RESUMEN
BACKGROUND AND OBJECTIVE: In this work we report our experience with the use of in vivo dosimetry (IVD) in the risk management of stereotactic lung treatments. METHODS: A commercial software based on the electronic portal imaging device (EPID) signal was used to reconstruct the actual planning target volume (PTV) dose of stereotactic lung treatments. The study was designed in two phases: i) in the observational phase, the IVD results of 41 consecutive patients were reviewed and out-of-tolerance cases were studied for root cause analysis; ii) in the active phase, the IVD results of 52 patients were analyzed and corrective actions were taken when needed. Moreover, proactive preventions were further introduced to reduce the risk of future failures. The error occurrence rate was analyzed to evaluate the effectiveness of proactive actions. RESULTS: A total of 330 fractions were analyzed. In the first phase, 13 errors were identified. In the active phase, 12 errors were detected, 5 of which needed corrective actions; in 4 patients the actions taken corrected the error. Several preventions and barriers were introduced to reduce the risk of future failures: the planning checklist was updated, the procedure for vacuum pillows was improved, and use of the respiratory compression belt was optimized. A decrease in the failure rate was observed, showing the effectiveness of procedural adjustment. CONCLUSION: The use of IVD allowed the quality of lung stereotactic body radiation therapy (SBRT) treatments to be improved.

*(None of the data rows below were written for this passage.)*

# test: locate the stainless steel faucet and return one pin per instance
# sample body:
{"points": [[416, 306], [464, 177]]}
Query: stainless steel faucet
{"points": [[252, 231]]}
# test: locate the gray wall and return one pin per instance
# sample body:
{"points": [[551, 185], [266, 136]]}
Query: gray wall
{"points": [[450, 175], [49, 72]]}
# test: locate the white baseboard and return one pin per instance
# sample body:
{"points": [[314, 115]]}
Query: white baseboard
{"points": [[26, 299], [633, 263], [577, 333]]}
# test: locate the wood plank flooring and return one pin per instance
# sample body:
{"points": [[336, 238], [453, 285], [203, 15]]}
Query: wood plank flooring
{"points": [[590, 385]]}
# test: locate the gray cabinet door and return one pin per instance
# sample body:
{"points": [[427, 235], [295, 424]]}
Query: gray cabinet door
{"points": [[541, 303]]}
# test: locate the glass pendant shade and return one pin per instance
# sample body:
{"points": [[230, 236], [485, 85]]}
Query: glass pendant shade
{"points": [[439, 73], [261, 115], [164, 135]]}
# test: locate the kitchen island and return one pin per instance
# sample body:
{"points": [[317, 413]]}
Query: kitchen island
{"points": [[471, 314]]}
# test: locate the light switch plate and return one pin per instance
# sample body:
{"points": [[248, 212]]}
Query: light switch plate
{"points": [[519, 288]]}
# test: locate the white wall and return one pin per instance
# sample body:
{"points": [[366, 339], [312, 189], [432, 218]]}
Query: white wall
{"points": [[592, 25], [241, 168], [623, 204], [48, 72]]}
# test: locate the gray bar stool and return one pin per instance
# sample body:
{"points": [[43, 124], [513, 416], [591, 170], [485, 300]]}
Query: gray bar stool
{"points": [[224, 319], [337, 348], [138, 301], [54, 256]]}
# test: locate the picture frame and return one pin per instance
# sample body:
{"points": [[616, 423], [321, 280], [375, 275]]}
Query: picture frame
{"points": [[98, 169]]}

Patient-specific and procedural corrective actions were successfully taken as part of risk management, leading to an overall improvement in the dosimetric accuracy.
Asunto(s)
Dosimetría in Vivo , Radioterapia de Intensidad Modulada , Humanos , Radioterapia de Intensidad Modulada/métodos , Planificación de la Radioterapia Asistida por Computador/métodos , Dosimetría in Vivo/métodos , Dosificación Radioterapéutica , Pulmón , Radiometría/métodos , Gestión de RiesgosAsunto(s)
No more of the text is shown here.